Le frère de l'héroïne est intéressant parce qu'il est complexe. Il fraie avec des individus louches, ne respecte pas toutes les règles que Zelda et lui ont fixées (il lui ment, par exemple), s'emporte très facilement... Mais il est évident que ce qu'il souhaite, c'est le bien-être de sa soeur. Il reconnaît qu'elle se bat tous les jours pour apprendre à vivre en société, qu'elle souhaite être quelqu'un de bien, et comprend qu'elle tienne à ce que rien de mal n'arrive à ceux qu'elle aime.

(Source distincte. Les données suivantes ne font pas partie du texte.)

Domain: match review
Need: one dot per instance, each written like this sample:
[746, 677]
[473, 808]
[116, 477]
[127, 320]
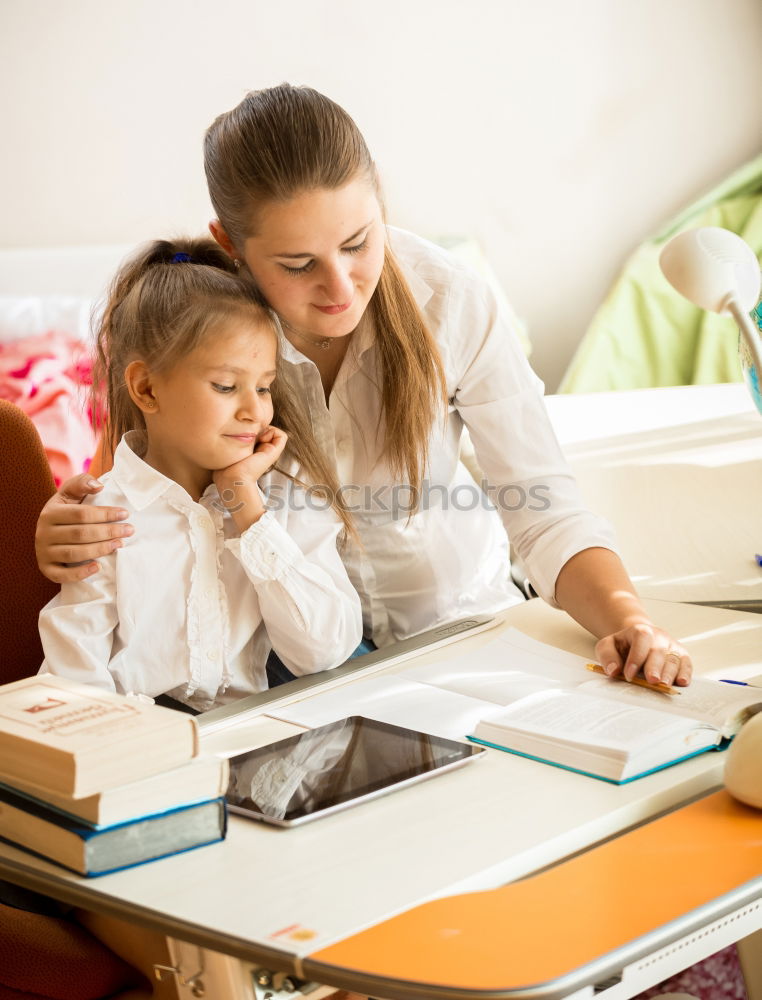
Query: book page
[575, 718]
[722, 705]
[490, 683]
[504, 669]
[393, 699]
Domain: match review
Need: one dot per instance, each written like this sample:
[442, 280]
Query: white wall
[558, 132]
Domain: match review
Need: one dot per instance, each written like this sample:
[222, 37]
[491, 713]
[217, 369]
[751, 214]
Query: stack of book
[97, 781]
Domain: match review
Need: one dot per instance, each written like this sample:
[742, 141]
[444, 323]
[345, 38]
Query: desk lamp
[718, 271]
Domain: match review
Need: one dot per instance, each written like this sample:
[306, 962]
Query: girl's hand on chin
[268, 448]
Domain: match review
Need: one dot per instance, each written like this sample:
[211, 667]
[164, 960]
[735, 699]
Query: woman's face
[317, 258]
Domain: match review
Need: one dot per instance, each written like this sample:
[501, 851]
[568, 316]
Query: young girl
[394, 349]
[213, 579]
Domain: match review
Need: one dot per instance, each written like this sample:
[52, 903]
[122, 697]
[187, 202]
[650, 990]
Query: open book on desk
[532, 699]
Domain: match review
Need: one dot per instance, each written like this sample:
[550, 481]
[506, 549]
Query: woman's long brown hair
[286, 140]
[159, 308]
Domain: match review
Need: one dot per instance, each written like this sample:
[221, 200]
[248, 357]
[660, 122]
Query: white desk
[678, 472]
[275, 897]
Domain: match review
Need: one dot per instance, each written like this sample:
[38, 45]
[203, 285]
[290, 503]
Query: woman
[394, 349]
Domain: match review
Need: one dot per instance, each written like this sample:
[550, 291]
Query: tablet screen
[334, 766]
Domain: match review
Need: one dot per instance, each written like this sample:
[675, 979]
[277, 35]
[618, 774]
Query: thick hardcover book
[77, 740]
[198, 780]
[90, 851]
[523, 696]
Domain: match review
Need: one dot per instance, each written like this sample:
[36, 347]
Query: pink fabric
[716, 978]
[48, 377]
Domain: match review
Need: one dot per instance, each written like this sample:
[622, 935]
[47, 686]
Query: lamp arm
[750, 333]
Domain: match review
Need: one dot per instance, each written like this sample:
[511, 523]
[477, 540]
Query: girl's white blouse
[190, 608]
[451, 558]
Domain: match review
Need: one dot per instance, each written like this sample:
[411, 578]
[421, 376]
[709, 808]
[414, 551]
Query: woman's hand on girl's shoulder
[71, 535]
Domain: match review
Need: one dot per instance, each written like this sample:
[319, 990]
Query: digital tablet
[336, 766]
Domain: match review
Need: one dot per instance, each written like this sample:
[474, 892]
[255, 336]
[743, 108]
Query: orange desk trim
[544, 927]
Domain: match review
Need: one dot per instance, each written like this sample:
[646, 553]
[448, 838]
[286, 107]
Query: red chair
[43, 954]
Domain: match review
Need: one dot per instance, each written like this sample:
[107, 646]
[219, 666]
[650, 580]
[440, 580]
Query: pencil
[640, 681]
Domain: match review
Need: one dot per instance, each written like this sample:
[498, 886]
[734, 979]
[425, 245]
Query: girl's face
[317, 258]
[210, 407]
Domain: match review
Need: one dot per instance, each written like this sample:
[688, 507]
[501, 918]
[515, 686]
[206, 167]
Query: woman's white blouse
[191, 608]
[450, 559]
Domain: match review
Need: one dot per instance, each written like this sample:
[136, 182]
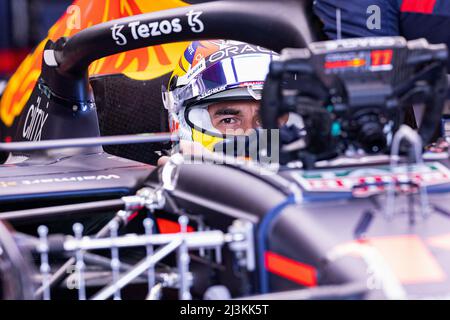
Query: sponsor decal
[237, 50]
[355, 43]
[195, 71]
[70, 179]
[35, 122]
[194, 21]
[140, 30]
[366, 182]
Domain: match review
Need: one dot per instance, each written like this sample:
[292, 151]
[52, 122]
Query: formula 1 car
[352, 210]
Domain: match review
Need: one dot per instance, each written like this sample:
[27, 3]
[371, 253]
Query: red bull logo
[141, 64]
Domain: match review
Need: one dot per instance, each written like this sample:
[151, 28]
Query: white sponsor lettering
[358, 43]
[118, 36]
[236, 50]
[141, 30]
[34, 122]
[70, 179]
[197, 25]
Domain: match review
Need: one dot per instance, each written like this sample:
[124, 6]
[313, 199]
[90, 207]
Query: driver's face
[235, 117]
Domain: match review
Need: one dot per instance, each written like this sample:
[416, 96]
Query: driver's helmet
[209, 72]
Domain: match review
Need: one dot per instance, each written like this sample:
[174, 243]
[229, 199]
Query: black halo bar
[88, 142]
[274, 25]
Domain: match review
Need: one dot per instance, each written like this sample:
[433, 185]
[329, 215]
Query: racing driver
[214, 94]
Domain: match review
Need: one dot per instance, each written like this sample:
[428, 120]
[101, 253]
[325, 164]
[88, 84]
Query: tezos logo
[141, 30]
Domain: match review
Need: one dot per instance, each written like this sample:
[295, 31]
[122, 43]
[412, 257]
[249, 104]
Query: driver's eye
[228, 121]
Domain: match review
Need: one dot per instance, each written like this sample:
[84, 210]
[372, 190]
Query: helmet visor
[249, 70]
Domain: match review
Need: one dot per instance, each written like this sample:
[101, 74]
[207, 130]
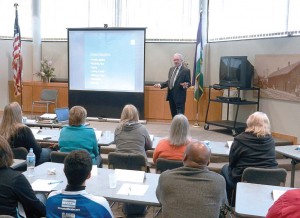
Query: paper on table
[48, 116]
[42, 137]
[229, 143]
[130, 175]
[133, 189]
[277, 194]
[35, 131]
[44, 186]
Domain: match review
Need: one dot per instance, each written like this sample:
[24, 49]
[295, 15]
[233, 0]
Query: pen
[50, 183]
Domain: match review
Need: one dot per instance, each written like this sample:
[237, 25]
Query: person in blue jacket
[77, 136]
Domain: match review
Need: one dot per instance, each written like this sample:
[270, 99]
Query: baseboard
[290, 138]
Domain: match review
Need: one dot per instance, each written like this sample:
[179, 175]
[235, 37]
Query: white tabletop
[99, 184]
[254, 200]
[18, 163]
[52, 135]
[289, 151]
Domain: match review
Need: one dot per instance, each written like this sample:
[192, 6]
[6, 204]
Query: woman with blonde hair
[19, 135]
[77, 136]
[253, 148]
[173, 147]
[130, 135]
[14, 188]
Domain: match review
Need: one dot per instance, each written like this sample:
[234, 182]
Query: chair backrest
[58, 157]
[20, 153]
[49, 94]
[127, 161]
[165, 164]
[265, 176]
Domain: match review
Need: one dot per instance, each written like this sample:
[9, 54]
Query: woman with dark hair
[19, 135]
[77, 136]
[130, 135]
[253, 148]
[14, 188]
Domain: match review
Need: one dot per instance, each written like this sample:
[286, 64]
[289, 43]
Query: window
[247, 19]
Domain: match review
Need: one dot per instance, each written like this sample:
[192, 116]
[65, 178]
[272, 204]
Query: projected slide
[107, 60]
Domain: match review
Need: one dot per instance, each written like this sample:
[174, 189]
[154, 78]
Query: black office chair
[129, 161]
[20, 153]
[276, 177]
[48, 96]
[58, 157]
[165, 164]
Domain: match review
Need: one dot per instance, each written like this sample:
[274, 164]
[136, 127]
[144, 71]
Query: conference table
[254, 200]
[98, 184]
[18, 163]
[292, 152]
[104, 138]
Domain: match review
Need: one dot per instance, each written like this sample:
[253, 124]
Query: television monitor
[236, 71]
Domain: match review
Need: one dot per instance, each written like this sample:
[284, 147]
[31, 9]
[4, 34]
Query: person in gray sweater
[192, 190]
[130, 135]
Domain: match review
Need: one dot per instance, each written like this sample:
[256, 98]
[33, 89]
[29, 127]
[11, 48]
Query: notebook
[62, 115]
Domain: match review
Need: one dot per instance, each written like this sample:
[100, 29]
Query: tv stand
[232, 125]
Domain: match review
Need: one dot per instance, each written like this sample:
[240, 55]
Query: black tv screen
[235, 71]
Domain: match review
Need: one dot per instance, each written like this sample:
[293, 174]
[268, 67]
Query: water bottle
[30, 160]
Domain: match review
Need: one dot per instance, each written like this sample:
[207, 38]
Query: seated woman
[77, 136]
[19, 135]
[130, 135]
[253, 148]
[173, 147]
[14, 188]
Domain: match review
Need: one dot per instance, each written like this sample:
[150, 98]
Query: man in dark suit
[179, 79]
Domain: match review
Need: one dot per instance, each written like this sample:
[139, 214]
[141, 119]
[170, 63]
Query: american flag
[17, 58]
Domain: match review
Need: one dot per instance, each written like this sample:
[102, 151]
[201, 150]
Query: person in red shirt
[287, 205]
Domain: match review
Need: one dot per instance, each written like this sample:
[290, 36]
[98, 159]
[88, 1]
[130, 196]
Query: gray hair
[258, 123]
[179, 131]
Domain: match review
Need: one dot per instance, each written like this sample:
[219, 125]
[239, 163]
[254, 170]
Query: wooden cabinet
[157, 108]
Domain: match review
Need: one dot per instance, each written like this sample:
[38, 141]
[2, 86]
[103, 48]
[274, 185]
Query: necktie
[172, 80]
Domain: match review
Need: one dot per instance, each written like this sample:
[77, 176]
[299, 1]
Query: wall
[284, 115]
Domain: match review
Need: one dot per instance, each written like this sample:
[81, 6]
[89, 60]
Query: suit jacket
[179, 93]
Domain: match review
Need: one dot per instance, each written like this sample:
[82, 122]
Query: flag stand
[197, 124]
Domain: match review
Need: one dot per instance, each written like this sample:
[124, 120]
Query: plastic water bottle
[30, 160]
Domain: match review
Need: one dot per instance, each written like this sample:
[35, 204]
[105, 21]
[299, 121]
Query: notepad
[48, 116]
[44, 185]
[277, 193]
[130, 175]
[133, 189]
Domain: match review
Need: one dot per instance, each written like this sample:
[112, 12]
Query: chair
[165, 164]
[58, 157]
[276, 177]
[48, 96]
[127, 161]
[20, 153]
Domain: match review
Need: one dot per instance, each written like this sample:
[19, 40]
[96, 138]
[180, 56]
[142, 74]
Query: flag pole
[197, 124]
[17, 58]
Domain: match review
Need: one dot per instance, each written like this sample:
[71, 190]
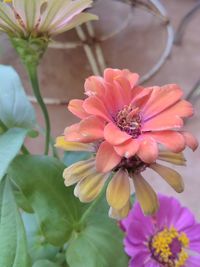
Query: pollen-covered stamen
[129, 120]
[168, 247]
[133, 165]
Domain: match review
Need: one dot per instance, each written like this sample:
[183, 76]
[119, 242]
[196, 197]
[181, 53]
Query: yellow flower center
[168, 247]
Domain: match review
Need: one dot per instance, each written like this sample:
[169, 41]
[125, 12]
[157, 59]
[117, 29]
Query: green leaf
[45, 263]
[15, 109]
[38, 248]
[13, 246]
[71, 157]
[40, 179]
[10, 144]
[99, 244]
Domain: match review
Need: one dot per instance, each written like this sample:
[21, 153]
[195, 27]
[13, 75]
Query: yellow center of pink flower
[168, 247]
[129, 120]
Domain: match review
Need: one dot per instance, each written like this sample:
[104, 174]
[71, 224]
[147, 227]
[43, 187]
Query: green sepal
[31, 49]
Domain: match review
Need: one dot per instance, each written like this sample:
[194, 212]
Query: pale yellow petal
[74, 22]
[73, 146]
[172, 177]
[145, 195]
[174, 158]
[118, 190]
[90, 187]
[78, 171]
[120, 214]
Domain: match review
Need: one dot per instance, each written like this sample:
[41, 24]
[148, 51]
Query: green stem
[32, 71]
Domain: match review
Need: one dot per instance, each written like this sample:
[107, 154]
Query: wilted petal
[106, 158]
[172, 177]
[90, 187]
[148, 150]
[190, 140]
[174, 158]
[118, 190]
[78, 171]
[119, 214]
[73, 146]
[145, 195]
[74, 22]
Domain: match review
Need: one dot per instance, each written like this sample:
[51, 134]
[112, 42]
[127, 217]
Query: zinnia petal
[114, 135]
[174, 158]
[148, 150]
[172, 177]
[76, 107]
[172, 140]
[119, 214]
[118, 190]
[145, 195]
[94, 106]
[161, 98]
[190, 140]
[92, 127]
[73, 146]
[106, 158]
[90, 187]
[127, 149]
[78, 171]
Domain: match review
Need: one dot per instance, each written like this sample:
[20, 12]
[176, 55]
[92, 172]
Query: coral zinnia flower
[131, 120]
[37, 18]
[170, 238]
[125, 176]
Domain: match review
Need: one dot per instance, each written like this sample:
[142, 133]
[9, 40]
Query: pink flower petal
[92, 127]
[162, 98]
[148, 150]
[114, 135]
[190, 140]
[94, 106]
[94, 85]
[72, 133]
[127, 149]
[174, 141]
[106, 158]
[76, 107]
[162, 122]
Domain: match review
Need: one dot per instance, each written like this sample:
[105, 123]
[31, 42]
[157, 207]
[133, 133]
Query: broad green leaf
[45, 263]
[37, 246]
[40, 179]
[15, 109]
[99, 244]
[10, 144]
[71, 157]
[13, 246]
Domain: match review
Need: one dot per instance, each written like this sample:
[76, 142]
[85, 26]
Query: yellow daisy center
[168, 247]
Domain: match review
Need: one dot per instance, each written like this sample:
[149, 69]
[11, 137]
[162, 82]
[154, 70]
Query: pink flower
[129, 120]
[170, 238]
[125, 177]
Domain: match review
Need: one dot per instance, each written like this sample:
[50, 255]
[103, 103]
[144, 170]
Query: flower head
[130, 119]
[171, 238]
[39, 18]
[126, 126]
[125, 177]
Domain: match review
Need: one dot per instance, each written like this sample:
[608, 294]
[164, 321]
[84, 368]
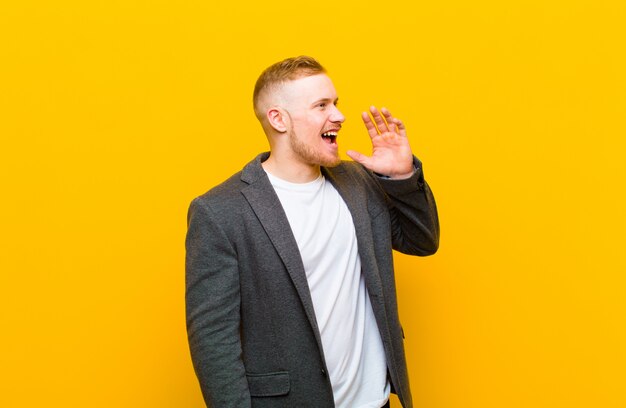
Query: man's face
[314, 120]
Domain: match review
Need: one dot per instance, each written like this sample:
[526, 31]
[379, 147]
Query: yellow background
[115, 114]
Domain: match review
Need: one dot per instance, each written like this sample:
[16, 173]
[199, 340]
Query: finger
[359, 158]
[399, 125]
[378, 118]
[369, 125]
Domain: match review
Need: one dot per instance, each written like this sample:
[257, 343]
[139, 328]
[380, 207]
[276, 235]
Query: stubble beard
[309, 155]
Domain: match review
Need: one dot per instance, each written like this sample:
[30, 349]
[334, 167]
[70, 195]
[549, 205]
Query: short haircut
[281, 72]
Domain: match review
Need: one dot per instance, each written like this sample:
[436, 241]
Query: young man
[291, 298]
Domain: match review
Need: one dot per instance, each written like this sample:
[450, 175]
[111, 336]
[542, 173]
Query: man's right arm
[213, 310]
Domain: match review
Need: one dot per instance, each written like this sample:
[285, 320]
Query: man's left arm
[414, 219]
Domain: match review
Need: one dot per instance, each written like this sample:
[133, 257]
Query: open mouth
[330, 137]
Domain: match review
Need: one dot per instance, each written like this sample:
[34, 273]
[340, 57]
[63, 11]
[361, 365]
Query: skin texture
[299, 111]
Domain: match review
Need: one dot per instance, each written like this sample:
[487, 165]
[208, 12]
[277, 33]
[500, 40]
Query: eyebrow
[335, 102]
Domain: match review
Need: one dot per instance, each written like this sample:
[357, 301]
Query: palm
[391, 152]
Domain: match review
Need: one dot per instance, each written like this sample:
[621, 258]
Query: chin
[330, 161]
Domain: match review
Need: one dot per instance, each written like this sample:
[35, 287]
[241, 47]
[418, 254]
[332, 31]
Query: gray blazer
[252, 331]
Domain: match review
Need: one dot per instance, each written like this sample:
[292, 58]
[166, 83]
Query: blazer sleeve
[413, 211]
[213, 309]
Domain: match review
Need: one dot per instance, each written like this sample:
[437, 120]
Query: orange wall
[114, 115]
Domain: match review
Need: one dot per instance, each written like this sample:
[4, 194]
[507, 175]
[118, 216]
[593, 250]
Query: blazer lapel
[267, 207]
[356, 200]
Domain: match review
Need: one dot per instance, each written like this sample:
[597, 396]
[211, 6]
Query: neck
[292, 171]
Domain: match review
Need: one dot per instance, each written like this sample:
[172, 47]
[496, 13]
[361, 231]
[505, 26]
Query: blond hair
[283, 71]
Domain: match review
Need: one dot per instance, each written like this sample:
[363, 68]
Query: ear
[278, 119]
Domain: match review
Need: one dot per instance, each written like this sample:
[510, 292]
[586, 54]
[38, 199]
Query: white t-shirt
[324, 231]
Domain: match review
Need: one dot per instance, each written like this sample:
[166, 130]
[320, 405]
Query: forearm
[213, 315]
[413, 212]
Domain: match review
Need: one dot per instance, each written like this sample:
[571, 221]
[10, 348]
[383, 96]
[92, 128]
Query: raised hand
[391, 153]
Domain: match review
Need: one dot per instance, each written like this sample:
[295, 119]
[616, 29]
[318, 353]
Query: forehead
[310, 89]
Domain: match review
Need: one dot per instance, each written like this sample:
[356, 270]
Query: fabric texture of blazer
[251, 325]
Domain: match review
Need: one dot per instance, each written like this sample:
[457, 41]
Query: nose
[336, 116]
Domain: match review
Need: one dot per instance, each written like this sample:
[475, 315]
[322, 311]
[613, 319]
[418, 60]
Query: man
[291, 299]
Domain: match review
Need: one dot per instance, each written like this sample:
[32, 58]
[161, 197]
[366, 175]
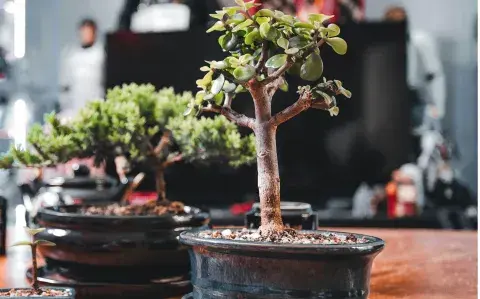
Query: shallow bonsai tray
[165, 288]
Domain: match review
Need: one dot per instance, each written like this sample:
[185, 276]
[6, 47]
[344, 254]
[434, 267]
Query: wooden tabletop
[416, 264]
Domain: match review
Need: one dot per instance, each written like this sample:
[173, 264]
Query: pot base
[165, 288]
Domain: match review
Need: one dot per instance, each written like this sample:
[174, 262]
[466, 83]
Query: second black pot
[240, 269]
[116, 248]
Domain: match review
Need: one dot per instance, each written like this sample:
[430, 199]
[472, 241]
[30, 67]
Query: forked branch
[303, 103]
[232, 115]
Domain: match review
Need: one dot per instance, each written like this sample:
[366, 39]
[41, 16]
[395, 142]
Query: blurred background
[402, 153]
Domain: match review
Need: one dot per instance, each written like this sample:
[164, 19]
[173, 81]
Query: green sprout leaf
[312, 69]
[217, 84]
[33, 231]
[292, 51]
[244, 73]
[276, 61]
[331, 31]
[283, 43]
[44, 243]
[262, 20]
[339, 45]
[22, 243]
[243, 25]
[218, 26]
[229, 87]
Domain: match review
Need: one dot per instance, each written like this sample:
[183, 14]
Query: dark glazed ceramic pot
[298, 215]
[116, 248]
[70, 290]
[241, 269]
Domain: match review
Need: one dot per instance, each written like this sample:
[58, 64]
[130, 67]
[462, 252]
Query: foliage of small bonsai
[33, 246]
[262, 48]
[136, 122]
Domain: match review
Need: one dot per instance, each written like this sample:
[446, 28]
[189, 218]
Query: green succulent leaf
[229, 87]
[218, 98]
[243, 25]
[218, 26]
[217, 84]
[219, 65]
[265, 29]
[22, 243]
[252, 37]
[244, 73]
[334, 111]
[304, 25]
[298, 42]
[331, 31]
[276, 61]
[292, 51]
[312, 68]
[282, 43]
[264, 13]
[295, 69]
[338, 45]
[319, 18]
[44, 243]
[33, 231]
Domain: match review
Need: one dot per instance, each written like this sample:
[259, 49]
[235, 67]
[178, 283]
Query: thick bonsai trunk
[160, 184]
[267, 164]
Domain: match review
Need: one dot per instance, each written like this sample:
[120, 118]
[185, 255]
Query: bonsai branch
[263, 58]
[163, 143]
[279, 72]
[302, 104]
[232, 115]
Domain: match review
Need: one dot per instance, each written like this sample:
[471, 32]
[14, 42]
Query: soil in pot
[236, 264]
[42, 292]
[288, 236]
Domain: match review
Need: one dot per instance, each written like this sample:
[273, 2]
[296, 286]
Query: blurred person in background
[81, 73]
[165, 15]
[426, 78]
[81, 80]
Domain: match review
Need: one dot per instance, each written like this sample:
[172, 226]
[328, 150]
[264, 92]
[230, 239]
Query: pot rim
[72, 292]
[193, 211]
[374, 245]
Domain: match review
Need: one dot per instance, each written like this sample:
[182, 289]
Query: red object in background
[142, 197]
[326, 7]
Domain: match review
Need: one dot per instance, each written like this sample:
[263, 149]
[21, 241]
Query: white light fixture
[9, 7]
[19, 29]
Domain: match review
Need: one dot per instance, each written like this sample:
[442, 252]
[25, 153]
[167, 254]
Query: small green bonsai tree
[143, 126]
[262, 48]
[33, 246]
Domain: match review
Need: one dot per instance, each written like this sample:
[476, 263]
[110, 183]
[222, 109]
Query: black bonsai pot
[68, 290]
[240, 269]
[298, 215]
[116, 248]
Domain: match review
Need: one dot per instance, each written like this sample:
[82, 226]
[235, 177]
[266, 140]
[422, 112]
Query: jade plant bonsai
[141, 126]
[36, 290]
[261, 49]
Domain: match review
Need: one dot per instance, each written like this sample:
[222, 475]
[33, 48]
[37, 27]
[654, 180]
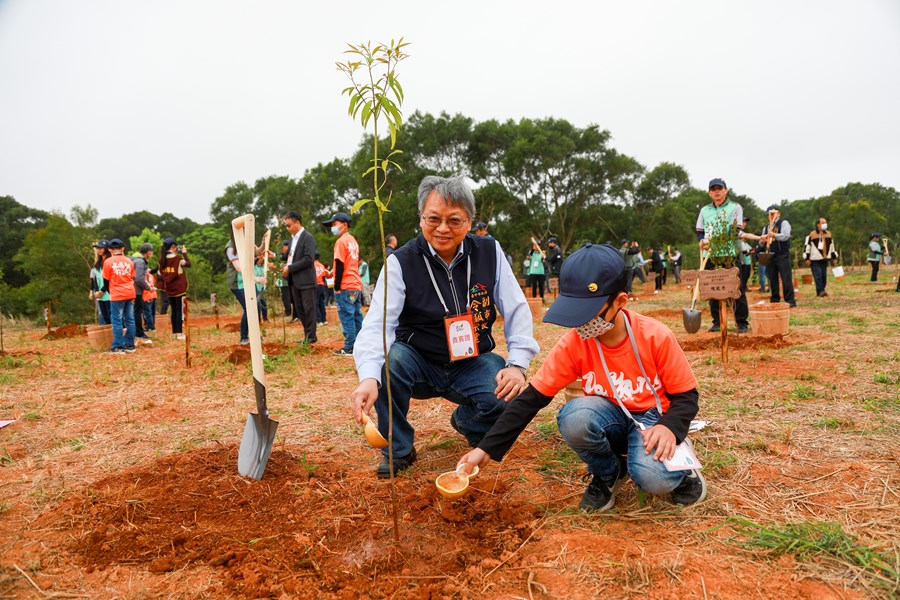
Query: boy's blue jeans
[350, 313]
[122, 315]
[470, 383]
[599, 432]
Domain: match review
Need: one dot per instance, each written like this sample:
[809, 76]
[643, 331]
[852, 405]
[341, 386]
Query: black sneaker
[473, 439]
[599, 496]
[401, 463]
[691, 490]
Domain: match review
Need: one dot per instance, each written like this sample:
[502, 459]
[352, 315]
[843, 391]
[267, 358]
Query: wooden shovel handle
[243, 229]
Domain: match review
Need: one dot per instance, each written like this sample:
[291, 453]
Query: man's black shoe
[401, 463]
[599, 495]
[473, 439]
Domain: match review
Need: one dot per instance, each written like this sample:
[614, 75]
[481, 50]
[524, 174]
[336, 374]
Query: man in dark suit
[300, 272]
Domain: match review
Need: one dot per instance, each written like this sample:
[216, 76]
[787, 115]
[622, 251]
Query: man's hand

J'aimerais bien que ce livre ait une suite. J'aimerais savoir comment évolueraient Zelda, Gert, et AK47 (personnage très sympathique). Bon, je dois dire que je ne serais pas ravie de retrouver Marxy qui m'agace, mais j'imagine que s'il y avait une suite, il en ferait partie.

Éditeur français: Nil.
La version audio que j'ai entendue a été enregistrée par Phoebe Strole pour les éditions Simon and Schuster Audio.

Phoebe Strole fait partie des comédiens dont j'aime beaucoup le jeu. Ici, elle n'a pas démérité. Elle n'a jamais pris un ton affecté, n'a pas exagéré... Bref, encore une fois, son interprétation est parfaite.